$TermMax tem um problema de rotulagem que parece pequeno—até você rastrear o que realmente acontece depois de um preenchimento.

O mesmo setador "TermMaxOrderV2" pode ficar por trás de ambos os lados de uma Ordem de Faixa de Dois Lados (Two-Way Range Order), mas as posições resultantes podem ser completamente diferentes.

Um preenchimento de Ordem de Faixa de Empréstimo pode deixar exposição à FT.

Um preenchimento de Ordem de Faixa de Tomada de Empréstimo pode deixar dívida GT, garantias, risco de LTV e risco de LLTV.

Isso significa que chamar ambos os lados simplesmente de “maker” esconde a parte do risco e da tesouraria que as mesas realmente precisam reconciliar.

A parte confusa piora:

• Mesmo endereço do setador
• Mesmo ID da ordem
• Mesmo vencimento
• Duas faixas de APR
• A profundidade restante ainda pode mudar conforme os preenchimentos consumem a ordem

Assim, você pode acabar com a FT já posicionada de um lado, enquanto a liquidez da Ordem de Faixa de Tomada de Empréstimo permanece ativa do outro—potencialmente criando dívida GT adicional contra garantias.

Isso não é apenas um problema de nomenclatura.
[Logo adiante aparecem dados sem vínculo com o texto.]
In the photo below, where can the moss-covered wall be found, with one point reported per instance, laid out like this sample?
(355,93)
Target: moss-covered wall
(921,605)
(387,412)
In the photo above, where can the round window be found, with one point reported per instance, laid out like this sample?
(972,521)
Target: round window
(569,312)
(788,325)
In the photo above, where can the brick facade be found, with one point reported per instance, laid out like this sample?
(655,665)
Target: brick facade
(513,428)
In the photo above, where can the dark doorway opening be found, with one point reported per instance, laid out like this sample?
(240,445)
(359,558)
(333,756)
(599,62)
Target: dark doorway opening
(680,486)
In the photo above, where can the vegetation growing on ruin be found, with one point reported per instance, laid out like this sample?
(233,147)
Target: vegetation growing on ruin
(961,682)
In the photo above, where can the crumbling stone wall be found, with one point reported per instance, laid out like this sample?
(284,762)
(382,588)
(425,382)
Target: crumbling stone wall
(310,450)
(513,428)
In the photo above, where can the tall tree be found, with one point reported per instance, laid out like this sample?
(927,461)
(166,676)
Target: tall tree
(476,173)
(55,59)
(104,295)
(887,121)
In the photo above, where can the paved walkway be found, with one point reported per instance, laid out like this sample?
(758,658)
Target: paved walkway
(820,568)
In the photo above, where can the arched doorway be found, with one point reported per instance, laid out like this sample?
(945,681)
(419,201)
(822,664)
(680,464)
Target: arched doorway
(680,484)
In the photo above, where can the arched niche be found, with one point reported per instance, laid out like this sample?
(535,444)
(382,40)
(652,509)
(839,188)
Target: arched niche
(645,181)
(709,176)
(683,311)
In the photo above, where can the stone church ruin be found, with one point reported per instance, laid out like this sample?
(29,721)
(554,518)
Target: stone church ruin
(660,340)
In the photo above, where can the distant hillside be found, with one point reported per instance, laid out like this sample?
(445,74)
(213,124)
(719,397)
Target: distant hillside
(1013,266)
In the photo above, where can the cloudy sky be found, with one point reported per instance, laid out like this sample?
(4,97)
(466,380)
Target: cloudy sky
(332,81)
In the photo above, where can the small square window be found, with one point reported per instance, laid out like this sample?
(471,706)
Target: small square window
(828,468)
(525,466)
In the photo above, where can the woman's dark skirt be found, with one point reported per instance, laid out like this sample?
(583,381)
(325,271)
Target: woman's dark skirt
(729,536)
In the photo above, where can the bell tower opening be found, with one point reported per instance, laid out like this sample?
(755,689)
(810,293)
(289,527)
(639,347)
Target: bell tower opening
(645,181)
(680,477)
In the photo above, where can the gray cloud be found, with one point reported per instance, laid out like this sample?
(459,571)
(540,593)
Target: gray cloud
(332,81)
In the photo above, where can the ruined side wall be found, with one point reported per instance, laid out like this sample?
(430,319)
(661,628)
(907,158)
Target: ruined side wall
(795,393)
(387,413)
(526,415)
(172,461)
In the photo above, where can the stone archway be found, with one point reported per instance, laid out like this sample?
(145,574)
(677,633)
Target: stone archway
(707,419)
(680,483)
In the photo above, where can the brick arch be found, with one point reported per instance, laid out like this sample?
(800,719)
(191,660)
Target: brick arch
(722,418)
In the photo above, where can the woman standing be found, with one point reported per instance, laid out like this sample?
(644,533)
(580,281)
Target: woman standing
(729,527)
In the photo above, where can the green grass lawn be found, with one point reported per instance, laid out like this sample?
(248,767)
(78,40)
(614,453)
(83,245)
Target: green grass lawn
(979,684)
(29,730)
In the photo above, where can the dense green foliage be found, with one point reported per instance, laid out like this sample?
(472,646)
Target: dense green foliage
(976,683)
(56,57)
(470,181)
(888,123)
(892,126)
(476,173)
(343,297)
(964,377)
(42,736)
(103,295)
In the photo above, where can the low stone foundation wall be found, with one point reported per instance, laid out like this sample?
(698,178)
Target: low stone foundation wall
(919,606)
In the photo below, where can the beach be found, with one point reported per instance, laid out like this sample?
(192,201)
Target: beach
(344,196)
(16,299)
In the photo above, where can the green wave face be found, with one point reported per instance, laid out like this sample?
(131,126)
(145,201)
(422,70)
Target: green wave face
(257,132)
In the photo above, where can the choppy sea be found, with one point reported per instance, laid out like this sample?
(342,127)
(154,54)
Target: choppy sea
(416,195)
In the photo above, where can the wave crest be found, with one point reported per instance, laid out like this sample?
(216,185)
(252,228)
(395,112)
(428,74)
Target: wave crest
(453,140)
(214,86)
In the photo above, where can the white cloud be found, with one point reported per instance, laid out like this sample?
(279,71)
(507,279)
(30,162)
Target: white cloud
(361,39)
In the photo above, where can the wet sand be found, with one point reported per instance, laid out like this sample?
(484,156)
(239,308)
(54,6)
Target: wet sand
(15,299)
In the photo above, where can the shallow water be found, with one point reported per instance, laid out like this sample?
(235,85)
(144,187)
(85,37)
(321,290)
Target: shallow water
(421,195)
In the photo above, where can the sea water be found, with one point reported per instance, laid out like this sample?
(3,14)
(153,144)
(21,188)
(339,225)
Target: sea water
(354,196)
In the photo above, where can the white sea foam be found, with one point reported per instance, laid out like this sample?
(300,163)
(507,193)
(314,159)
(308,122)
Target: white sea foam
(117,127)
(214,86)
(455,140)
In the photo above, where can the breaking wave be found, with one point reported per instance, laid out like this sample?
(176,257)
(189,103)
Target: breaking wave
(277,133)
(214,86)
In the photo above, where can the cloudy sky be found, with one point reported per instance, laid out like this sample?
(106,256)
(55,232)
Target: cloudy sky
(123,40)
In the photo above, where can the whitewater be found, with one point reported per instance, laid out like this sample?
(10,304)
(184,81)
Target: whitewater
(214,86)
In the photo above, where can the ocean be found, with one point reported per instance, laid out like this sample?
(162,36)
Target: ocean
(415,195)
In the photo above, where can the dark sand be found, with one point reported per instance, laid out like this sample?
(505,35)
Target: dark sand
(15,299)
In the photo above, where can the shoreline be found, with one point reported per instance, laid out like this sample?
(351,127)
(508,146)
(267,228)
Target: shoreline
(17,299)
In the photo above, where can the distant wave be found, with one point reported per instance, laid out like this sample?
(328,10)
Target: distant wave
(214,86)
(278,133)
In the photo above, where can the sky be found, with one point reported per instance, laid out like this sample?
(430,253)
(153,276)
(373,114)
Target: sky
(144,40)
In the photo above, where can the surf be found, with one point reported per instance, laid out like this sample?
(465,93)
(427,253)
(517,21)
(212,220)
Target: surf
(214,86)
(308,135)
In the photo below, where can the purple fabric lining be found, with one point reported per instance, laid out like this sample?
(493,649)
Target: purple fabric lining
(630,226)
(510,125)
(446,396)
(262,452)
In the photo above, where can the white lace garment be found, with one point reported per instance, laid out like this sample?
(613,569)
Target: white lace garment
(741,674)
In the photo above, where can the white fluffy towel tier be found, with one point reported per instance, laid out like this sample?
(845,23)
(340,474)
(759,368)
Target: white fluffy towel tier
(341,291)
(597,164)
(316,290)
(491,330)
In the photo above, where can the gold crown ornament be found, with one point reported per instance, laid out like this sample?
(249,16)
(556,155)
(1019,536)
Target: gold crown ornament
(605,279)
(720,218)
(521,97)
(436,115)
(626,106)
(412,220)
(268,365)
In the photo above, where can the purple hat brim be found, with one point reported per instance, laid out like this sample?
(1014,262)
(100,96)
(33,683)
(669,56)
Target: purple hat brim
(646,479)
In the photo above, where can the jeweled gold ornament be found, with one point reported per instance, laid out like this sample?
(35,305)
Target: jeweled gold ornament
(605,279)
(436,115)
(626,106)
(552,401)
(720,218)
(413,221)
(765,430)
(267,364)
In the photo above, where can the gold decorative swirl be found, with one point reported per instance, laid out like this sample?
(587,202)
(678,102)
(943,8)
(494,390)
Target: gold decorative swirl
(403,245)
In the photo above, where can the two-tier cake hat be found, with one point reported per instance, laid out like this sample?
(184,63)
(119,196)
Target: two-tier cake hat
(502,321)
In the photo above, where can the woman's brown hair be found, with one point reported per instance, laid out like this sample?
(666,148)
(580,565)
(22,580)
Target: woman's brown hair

Para a tesouraria, o estado relevante pode ser o saldo de FT.

Para o risco, são a dívida GT em aberto, a garantia, o LTV e o LLTV.

Um único setador subjacente "TermMaxOrderV2".

Dois estados muito diferentes após a execução.

Então a verdadeira pergunta de reconciliação não é simplesmente “quem é o maker?”.

É:

Que estado do TermMax cada lado da ordem realmente criou—e qual mesa agora é dona desse estado?

Essa distinção importa muito mais do que o rótulo.